I’m jumping on the Pi day bandwagon! And why not? Any excuse to make pie. And I also happen to love dates that have some numerical-mathematical significance. 3-14-15 and 3.1415! It’s amazing! And tasty.
And oh my goodness. These sweet little pies are magical. The best way I can describe them is to compare them to those Duncan Hines boxed mix blueberry muffins with the can of blueberries and the streusel topping. Making those is one of earliest memories I have of baking something on my own. If you haven’t ever had them before you are missing something special.
These came into being so perfectly. I had a frozen pie crust (this recipe from Smitten Kitchen), a can of blueberry pie filling (don’t judge), a half package of cream cheese and some leftover frozen streusel from kolaches (this recipe). All of that came together to make something so incredible that I will be making these again without changing a thing.
Aside from making the pie crust there isn’t much work to do.
Prepare the crusts.
Spread with cream cheese.
You could make this in a regular pie plate, but these mini pie pans are a generous individual size and I really liked the way the pies baked in them. After the pies cooled they were very easily removed from the pans. They seem pricey, but are worth it. They’d be great for pot pies, too.
Go enjoy Pi day and have a great weekend!
Blueberry Cream Cheese Streusel Mini Pies
- 1 unbaked pie crust for a 9-inch pie
- 5 ounces cream cheese, softened
- 1 1/2 tablespoons sugar
- 1 can blueberry pie filling
- 1/2 cup sugar
- 1/2 cup flour
- 3 tablespoons butter, chilled
- Make streusel: Use a pastry blender to combine sugar, flour and butter. Chill.
- Preheat oven to 400°F.
- Divide the pie crust into 4 pieces, roll each piece out into a circle that fits into the pan. Trim the edges.
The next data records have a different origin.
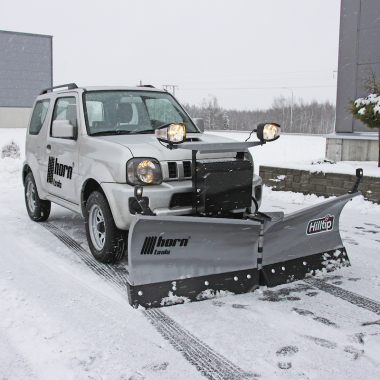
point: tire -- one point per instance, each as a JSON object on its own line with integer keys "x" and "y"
{"x": 107, "y": 243}
{"x": 38, "y": 209}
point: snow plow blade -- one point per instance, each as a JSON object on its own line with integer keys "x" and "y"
{"x": 173, "y": 259}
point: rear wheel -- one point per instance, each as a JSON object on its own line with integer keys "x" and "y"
{"x": 38, "y": 209}
{"x": 107, "y": 243}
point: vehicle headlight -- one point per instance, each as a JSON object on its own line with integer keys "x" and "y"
{"x": 144, "y": 171}
{"x": 268, "y": 132}
{"x": 174, "y": 133}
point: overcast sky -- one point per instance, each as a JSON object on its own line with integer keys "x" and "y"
{"x": 242, "y": 51}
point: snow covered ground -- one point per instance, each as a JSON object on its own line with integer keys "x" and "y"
{"x": 60, "y": 320}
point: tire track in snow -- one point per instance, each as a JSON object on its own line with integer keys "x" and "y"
{"x": 211, "y": 364}
{"x": 355, "y": 299}
{"x": 115, "y": 276}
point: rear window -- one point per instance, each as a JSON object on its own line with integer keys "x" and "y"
{"x": 38, "y": 116}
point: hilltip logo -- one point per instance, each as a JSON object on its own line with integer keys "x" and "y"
{"x": 320, "y": 225}
{"x": 149, "y": 247}
{"x": 54, "y": 167}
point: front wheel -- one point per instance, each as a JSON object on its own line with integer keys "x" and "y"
{"x": 38, "y": 209}
{"x": 107, "y": 243}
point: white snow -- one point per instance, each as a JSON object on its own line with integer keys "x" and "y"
{"x": 301, "y": 152}
{"x": 59, "y": 320}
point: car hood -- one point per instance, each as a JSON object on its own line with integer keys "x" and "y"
{"x": 147, "y": 145}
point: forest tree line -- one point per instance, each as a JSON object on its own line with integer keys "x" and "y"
{"x": 302, "y": 117}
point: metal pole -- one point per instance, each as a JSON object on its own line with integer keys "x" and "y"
{"x": 291, "y": 109}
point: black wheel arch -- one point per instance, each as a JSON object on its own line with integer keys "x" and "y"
{"x": 89, "y": 187}
{"x": 25, "y": 170}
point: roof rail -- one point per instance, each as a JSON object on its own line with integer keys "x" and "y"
{"x": 69, "y": 86}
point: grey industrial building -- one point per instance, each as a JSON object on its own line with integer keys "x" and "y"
{"x": 359, "y": 44}
{"x": 26, "y": 67}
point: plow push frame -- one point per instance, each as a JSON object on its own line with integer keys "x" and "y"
{"x": 174, "y": 258}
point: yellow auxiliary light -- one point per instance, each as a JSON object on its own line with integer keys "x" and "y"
{"x": 174, "y": 133}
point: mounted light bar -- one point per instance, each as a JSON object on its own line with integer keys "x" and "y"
{"x": 174, "y": 133}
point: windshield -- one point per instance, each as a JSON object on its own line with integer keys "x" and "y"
{"x": 132, "y": 112}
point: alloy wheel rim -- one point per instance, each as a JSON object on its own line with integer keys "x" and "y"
{"x": 97, "y": 227}
{"x": 31, "y": 197}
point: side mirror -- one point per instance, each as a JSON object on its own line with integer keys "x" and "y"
{"x": 200, "y": 123}
{"x": 62, "y": 129}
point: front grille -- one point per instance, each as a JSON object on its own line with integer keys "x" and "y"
{"x": 187, "y": 169}
{"x": 180, "y": 200}
{"x": 172, "y": 166}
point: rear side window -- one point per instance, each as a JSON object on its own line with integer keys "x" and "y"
{"x": 38, "y": 116}
{"x": 66, "y": 109}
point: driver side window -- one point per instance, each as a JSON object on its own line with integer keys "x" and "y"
{"x": 66, "y": 109}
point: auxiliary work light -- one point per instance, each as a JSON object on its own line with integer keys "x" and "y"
{"x": 268, "y": 132}
{"x": 174, "y": 133}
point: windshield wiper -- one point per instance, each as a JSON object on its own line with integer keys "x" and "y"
{"x": 144, "y": 131}
{"x": 121, "y": 132}
{"x": 114, "y": 132}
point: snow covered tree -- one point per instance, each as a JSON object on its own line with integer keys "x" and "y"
{"x": 367, "y": 109}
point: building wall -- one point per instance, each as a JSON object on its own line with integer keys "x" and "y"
{"x": 25, "y": 69}
{"x": 359, "y": 43}
{"x": 14, "y": 117}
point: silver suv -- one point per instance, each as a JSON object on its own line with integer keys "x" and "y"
{"x": 87, "y": 149}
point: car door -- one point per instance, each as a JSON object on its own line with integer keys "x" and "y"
{"x": 62, "y": 154}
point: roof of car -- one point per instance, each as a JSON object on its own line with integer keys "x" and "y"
{"x": 73, "y": 86}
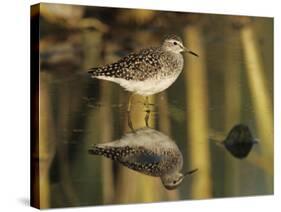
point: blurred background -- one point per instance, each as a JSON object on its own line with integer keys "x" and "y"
{"x": 230, "y": 83}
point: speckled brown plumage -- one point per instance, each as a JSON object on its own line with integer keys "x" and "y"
{"x": 147, "y": 151}
{"x": 147, "y": 71}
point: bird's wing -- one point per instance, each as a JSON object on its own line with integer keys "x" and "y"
{"x": 131, "y": 67}
{"x": 143, "y": 160}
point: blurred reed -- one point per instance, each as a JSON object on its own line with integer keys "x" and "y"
{"x": 197, "y": 115}
{"x": 46, "y": 140}
{"x": 260, "y": 95}
{"x": 232, "y": 112}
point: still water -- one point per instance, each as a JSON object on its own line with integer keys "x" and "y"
{"x": 230, "y": 83}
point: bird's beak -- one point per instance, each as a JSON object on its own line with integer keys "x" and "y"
{"x": 190, "y": 172}
{"x": 190, "y": 52}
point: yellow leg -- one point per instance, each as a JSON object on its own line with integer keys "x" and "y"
{"x": 147, "y": 110}
{"x": 129, "y": 113}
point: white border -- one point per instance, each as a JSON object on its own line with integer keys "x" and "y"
{"x": 14, "y": 112}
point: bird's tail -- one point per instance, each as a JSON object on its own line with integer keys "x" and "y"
{"x": 94, "y": 72}
{"x": 109, "y": 152}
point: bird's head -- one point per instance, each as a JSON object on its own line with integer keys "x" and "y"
{"x": 174, "y": 43}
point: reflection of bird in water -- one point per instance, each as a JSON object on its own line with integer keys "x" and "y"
{"x": 146, "y": 72}
{"x": 147, "y": 151}
{"x": 239, "y": 141}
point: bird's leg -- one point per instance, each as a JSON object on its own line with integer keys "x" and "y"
{"x": 129, "y": 113}
{"x": 147, "y": 110}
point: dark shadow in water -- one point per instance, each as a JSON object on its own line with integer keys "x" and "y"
{"x": 239, "y": 141}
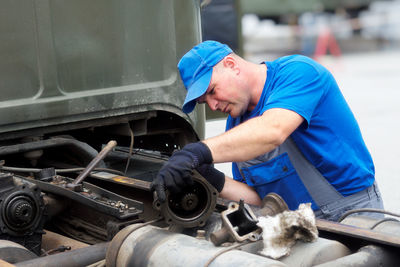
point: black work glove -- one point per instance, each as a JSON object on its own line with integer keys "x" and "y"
{"x": 212, "y": 175}
{"x": 177, "y": 171}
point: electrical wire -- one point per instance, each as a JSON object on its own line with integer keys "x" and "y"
{"x": 130, "y": 149}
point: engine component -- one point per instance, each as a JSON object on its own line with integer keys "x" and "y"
{"x": 239, "y": 224}
{"x": 22, "y": 210}
{"x": 13, "y": 252}
{"x": 192, "y": 207}
{"x": 146, "y": 245}
{"x": 76, "y": 184}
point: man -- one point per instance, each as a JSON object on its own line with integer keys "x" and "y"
{"x": 289, "y": 131}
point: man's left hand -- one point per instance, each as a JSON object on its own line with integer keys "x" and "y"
{"x": 176, "y": 173}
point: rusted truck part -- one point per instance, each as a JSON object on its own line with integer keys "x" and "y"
{"x": 139, "y": 245}
{"x": 79, "y": 257}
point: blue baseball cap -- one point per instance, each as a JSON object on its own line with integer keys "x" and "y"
{"x": 195, "y": 68}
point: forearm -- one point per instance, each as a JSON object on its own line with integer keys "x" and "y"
{"x": 234, "y": 190}
{"x": 255, "y": 137}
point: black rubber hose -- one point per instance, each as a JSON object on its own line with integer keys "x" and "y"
{"x": 82, "y": 148}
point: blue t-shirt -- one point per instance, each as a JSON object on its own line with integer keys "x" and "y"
{"x": 329, "y": 137}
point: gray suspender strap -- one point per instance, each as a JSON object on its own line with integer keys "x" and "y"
{"x": 319, "y": 188}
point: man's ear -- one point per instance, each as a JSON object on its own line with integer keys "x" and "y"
{"x": 231, "y": 62}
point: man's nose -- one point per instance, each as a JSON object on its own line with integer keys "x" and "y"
{"x": 213, "y": 104}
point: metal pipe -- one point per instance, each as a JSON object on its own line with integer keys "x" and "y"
{"x": 75, "y": 258}
{"x": 153, "y": 246}
{"x": 368, "y": 256}
{"x": 94, "y": 162}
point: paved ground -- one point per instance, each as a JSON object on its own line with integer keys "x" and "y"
{"x": 371, "y": 85}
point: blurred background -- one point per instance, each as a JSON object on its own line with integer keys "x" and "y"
{"x": 357, "y": 40}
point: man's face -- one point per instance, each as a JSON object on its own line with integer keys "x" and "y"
{"x": 226, "y": 91}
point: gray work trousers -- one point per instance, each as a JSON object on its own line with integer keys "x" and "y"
{"x": 367, "y": 198}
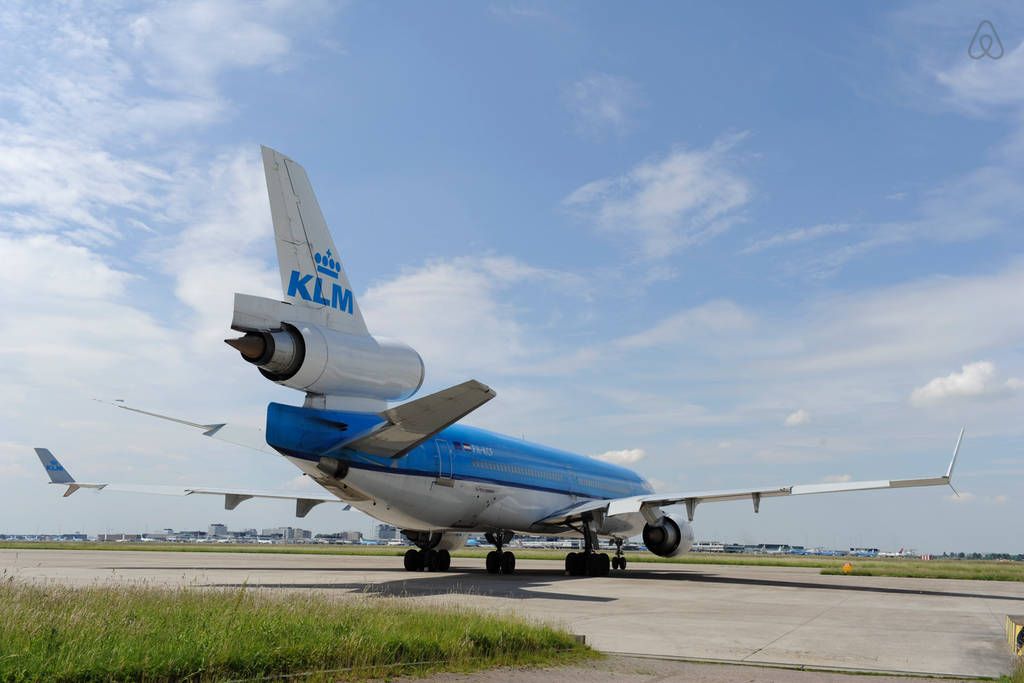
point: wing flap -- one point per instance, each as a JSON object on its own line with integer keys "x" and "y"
{"x": 414, "y": 422}
{"x": 634, "y": 504}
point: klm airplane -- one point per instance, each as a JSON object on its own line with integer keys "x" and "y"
{"x": 411, "y": 465}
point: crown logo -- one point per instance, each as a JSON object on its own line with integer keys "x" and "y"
{"x": 327, "y": 264}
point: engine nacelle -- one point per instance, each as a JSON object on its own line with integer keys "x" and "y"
{"x": 672, "y": 536}
{"x": 323, "y": 360}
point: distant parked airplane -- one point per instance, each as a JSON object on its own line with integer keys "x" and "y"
{"x": 411, "y": 465}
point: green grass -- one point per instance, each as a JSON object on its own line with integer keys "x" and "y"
{"x": 137, "y": 633}
{"x": 940, "y": 568}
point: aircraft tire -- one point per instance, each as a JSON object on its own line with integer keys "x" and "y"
{"x": 429, "y": 560}
{"x": 508, "y": 563}
{"x": 597, "y": 564}
{"x": 414, "y": 560}
{"x": 443, "y": 560}
{"x": 493, "y": 562}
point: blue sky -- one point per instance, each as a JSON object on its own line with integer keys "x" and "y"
{"x": 729, "y": 245}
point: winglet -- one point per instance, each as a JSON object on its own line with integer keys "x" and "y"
{"x": 952, "y": 463}
{"x": 53, "y": 467}
{"x": 56, "y": 471}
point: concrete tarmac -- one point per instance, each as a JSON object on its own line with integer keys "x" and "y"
{"x": 792, "y": 616}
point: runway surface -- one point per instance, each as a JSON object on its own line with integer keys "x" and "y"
{"x": 780, "y": 615}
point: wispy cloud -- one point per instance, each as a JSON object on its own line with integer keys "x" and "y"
{"x": 624, "y": 457}
{"x": 796, "y": 237}
{"x": 603, "y": 103}
{"x": 667, "y": 204}
{"x": 797, "y": 418}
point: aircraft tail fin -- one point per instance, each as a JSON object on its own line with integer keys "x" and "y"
{"x": 311, "y": 273}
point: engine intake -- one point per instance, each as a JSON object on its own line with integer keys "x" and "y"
{"x": 672, "y": 536}
{"x": 323, "y": 360}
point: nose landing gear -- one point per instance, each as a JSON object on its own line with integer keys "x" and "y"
{"x": 500, "y": 561}
{"x": 427, "y": 559}
{"x": 619, "y": 561}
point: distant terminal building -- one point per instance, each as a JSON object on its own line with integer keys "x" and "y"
{"x": 287, "y": 534}
{"x": 119, "y": 538}
{"x": 340, "y": 537}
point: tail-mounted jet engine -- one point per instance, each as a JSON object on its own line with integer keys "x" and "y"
{"x": 672, "y": 536}
{"x": 323, "y": 360}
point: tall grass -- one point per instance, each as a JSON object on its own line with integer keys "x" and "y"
{"x": 138, "y": 633}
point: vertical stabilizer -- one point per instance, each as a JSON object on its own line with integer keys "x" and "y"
{"x": 311, "y": 273}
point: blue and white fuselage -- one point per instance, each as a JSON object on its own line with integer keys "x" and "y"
{"x": 411, "y": 464}
{"x": 462, "y": 478}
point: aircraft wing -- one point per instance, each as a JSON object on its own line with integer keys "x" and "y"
{"x": 232, "y": 497}
{"x": 633, "y": 504}
{"x": 412, "y": 423}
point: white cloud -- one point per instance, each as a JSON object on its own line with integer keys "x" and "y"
{"x": 480, "y": 329}
{"x": 185, "y": 46}
{"x": 931, "y": 318}
{"x": 973, "y": 381}
{"x": 979, "y": 85}
{"x": 624, "y": 457}
{"x": 668, "y": 204}
{"x": 602, "y": 102}
{"x": 797, "y": 418}
{"x": 796, "y": 237}
{"x": 222, "y": 252}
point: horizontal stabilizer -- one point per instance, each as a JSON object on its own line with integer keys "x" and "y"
{"x": 232, "y": 497}
{"x": 250, "y": 437}
{"x": 411, "y": 424}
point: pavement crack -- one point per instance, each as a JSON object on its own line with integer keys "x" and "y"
{"x": 799, "y": 626}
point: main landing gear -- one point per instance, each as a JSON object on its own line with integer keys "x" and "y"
{"x": 500, "y": 561}
{"x": 591, "y": 563}
{"x": 426, "y": 557}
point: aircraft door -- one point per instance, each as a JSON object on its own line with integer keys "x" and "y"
{"x": 443, "y": 447}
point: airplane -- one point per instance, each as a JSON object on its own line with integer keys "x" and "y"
{"x": 413, "y": 465}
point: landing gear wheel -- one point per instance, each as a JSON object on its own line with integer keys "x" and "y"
{"x": 493, "y": 561}
{"x": 414, "y": 560}
{"x": 442, "y": 561}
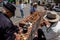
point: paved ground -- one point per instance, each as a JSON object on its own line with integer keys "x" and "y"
{"x": 26, "y": 13}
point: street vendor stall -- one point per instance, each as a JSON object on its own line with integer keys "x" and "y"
{"x": 29, "y": 25}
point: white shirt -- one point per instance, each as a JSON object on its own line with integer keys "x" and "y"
{"x": 54, "y": 33}
{"x": 21, "y": 6}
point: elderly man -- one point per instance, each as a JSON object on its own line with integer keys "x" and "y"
{"x": 7, "y": 29}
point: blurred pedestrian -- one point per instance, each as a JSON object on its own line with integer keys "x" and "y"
{"x": 22, "y": 9}
{"x": 7, "y": 28}
{"x": 33, "y": 8}
{"x": 40, "y": 36}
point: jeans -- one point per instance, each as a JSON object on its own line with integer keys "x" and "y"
{"x": 22, "y": 13}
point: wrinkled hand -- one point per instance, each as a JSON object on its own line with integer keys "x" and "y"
{"x": 17, "y": 36}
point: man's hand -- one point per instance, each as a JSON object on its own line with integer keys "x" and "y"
{"x": 17, "y": 36}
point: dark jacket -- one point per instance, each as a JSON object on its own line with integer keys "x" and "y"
{"x": 7, "y": 28}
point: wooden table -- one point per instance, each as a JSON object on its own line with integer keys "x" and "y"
{"x": 34, "y": 19}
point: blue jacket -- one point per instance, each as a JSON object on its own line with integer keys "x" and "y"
{"x": 7, "y": 28}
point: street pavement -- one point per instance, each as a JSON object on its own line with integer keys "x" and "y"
{"x": 26, "y": 13}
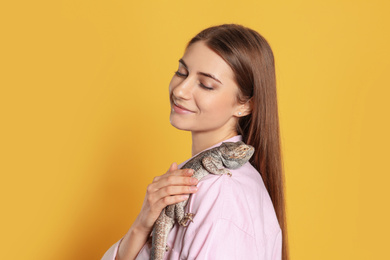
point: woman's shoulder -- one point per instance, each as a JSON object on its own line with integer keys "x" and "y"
{"x": 241, "y": 199}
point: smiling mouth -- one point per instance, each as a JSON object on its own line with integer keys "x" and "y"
{"x": 180, "y": 109}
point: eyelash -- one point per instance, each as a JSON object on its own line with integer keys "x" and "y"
{"x": 177, "y": 73}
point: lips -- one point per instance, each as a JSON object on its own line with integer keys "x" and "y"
{"x": 180, "y": 109}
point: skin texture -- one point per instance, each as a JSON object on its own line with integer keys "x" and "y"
{"x": 216, "y": 161}
{"x": 213, "y": 113}
{"x": 212, "y": 118}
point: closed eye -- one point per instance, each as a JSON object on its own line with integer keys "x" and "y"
{"x": 180, "y": 74}
{"x": 205, "y": 87}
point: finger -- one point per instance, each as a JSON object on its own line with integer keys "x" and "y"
{"x": 173, "y": 167}
{"x": 173, "y": 180}
{"x": 174, "y": 190}
{"x": 170, "y": 200}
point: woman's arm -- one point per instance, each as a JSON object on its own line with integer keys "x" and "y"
{"x": 170, "y": 188}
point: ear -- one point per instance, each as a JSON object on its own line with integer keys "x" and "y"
{"x": 244, "y": 109}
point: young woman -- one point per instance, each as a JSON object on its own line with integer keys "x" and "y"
{"x": 223, "y": 90}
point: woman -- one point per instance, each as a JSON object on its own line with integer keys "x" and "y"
{"x": 223, "y": 90}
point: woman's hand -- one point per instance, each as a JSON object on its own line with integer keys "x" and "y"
{"x": 170, "y": 188}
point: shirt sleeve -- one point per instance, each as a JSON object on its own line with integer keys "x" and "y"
{"x": 224, "y": 240}
{"x": 112, "y": 251}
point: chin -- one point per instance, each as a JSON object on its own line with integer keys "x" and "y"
{"x": 179, "y": 124}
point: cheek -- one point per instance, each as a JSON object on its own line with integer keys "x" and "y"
{"x": 218, "y": 107}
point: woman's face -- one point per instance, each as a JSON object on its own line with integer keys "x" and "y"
{"x": 203, "y": 92}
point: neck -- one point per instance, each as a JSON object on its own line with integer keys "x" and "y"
{"x": 204, "y": 140}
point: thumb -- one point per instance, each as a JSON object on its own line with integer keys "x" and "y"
{"x": 173, "y": 167}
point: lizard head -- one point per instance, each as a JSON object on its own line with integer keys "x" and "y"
{"x": 235, "y": 154}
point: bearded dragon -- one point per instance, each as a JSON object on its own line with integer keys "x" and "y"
{"x": 215, "y": 160}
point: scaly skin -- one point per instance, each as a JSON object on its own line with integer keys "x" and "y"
{"x": 215, "y": 160}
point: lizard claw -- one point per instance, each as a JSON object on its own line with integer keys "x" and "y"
{"x": 187, "y": 217}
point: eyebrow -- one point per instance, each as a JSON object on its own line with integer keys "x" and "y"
{"x": 201, "y": 73}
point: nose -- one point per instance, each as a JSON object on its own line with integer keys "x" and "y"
{"x": 183, "y": 89}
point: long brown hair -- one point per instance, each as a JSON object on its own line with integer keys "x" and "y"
{"x": 252, "y": 61}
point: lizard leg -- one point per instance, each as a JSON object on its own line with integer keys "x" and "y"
{"x": 215, "y": 166}
{"x": 185, "y": 220}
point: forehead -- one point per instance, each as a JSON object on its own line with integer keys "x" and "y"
{"x": 200, "y": 58}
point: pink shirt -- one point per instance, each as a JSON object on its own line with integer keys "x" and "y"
{"x": 234, "y": 219}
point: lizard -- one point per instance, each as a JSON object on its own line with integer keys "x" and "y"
{"x": 231, "y": 155}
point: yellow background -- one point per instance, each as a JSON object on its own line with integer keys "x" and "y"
{"x": 85, "y": 118}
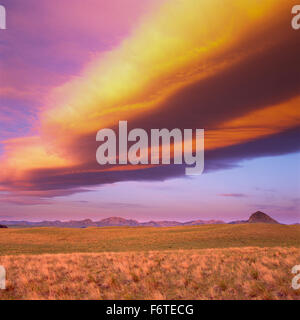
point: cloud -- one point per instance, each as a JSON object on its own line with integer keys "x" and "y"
{"x": 234, "y": 195}
{"x": 221, "y": 75}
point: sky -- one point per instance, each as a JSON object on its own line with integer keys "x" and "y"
{"x": 69, "y": 70}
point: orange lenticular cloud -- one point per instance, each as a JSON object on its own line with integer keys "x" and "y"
{"x": 179, "y": 43}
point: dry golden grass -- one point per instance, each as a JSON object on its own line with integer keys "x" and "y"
{"x": 118, "y": 239}
{"x": 232, "y": 273}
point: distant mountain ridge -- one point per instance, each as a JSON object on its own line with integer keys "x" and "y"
{"x": 257, "y": 217}
{"x": 108, "y": 222}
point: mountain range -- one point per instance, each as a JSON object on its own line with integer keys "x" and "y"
{"x": 257, "y": 217}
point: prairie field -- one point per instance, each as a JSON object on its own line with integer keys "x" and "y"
{"x": 120, "y": 239}
{"x": 237, "y": 273}
{"x": 252, "y": 261}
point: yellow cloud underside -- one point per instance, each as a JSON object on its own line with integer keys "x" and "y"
{"x": 178, "y": 44}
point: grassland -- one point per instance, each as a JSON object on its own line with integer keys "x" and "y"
{"x": 239, "y": 273}
{"x": 250, "y": 261}
{"x": 120, "y": 239}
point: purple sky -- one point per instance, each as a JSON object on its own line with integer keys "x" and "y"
{"x": 49, "y": 43}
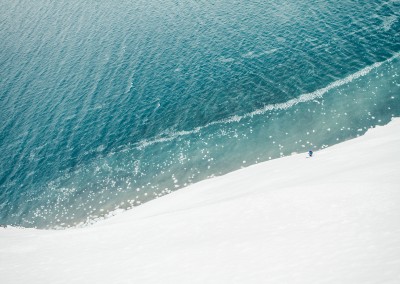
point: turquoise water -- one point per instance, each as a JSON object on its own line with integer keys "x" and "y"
{"x": 108, "y": 105}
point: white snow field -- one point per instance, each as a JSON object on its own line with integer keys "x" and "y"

Freeze for 20 minutes.
- Beat cream cheese and 1 1/2 tablespoons of sugar together until well combined. Spread cream cheese mixture into the bottom of each pie.
- Top with blueberry filling.
- Top with streusel.
- Place pies on a baking sheet and bake for 15 minutes, then reduce the heat to 350F and bake for another 10-15 minutes until the crusts and tops are golden brown. If they brown too quickly top with a sheet of foil.
- Let cool and then serve warm or room temp with vanilla ice cream.